It is until recently that the US government recognized data science as a job.
Companies now have a green light to hire data scientists and to build their job descriptions. People have become interested in this emerging science, but what does it mean?
What is Data Science?
Well, data science is an interdisciplinary field that combines different statistical and mathematical processes and algorithms to extract knowledge from structured or unstructured data. Data science is a concept that emerged to unify independent domains like machine learning, statistics, and data analysis.
Machine learning means studying how computer systems work to solve different algorithms, while statistics helps in collecting and organizing data based on the search for patterns in a variety of input data. Data analysis is a small part of statistics but it can exist as an independent domain that inspects and transforms modeling data.
All these small domains are united under the data science concepts to analyze and use data to extract knowledge and support the decision-making process.
Data science is a helpful and useful domain that can help people make informed decisions while discovering important information. Data scientists are the ones that can help a business extract valuable knowledge from their data.
The technologies are changing from day to day and many more dependent domains need to evolve too. Data analysis has become more and more complex and the tasks are more and more demanding.
Although in the last years it was programmers who tried to analyze data, now data scientist exists as an independent job.
Yes, it is useful to have a data scientist to help you with the decision-making process. Data analysis can provide some useful information about your business and the ecosystem within so that you can improve your business model and processes. But who needs to hire data scientists in 2020?
1. Retail Companies
Retail companies have a huge amount of data that needs to be analyzed. Here is where data scientists can help them analyze their costs and profits and plan better for the future.
Data scientists can help retail companies improve customer experience by analyzing data and providing information about their behavior. By analyzing the customer data, data scientists can recommend engines to improve the customer experience.
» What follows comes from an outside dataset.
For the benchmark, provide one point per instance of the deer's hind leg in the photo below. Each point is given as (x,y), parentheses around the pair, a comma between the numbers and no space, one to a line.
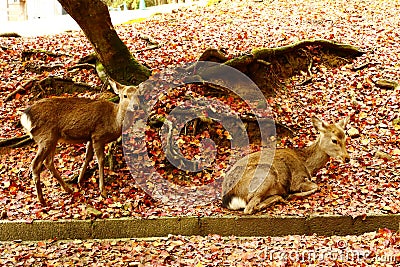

Also, they provide data about fraud, price optimization, and inventory management. They can also predict marketing trends and provide information to build a personalized marketing plan.
Using data science and analytics financial institutions allows you to stand out from the competition and take a fresh look at doing business.
2. Content Companies
Most people would think that only big and important companies need data scientists. Indeed, it emerged firstly in the IT and Artificial Intelligence domains, but it is not limited to them. Data science can be used in the media industry to keep up with the latest technological improvement.
The media domain has become more and more dynamic in recent years, with newer and newer possibilities of sending messages emerging. You can use photos, videos, GIFs, images, texts, and so on. So, the need to develop a deep learning process and data analysis is essential for content companies.
The data they collect is mostly unstructured, but if it is analyzed, it can provide valuable insights into customer behaviors. And like this, data science can help analyze and extract knowledge to build targeted media campaigns.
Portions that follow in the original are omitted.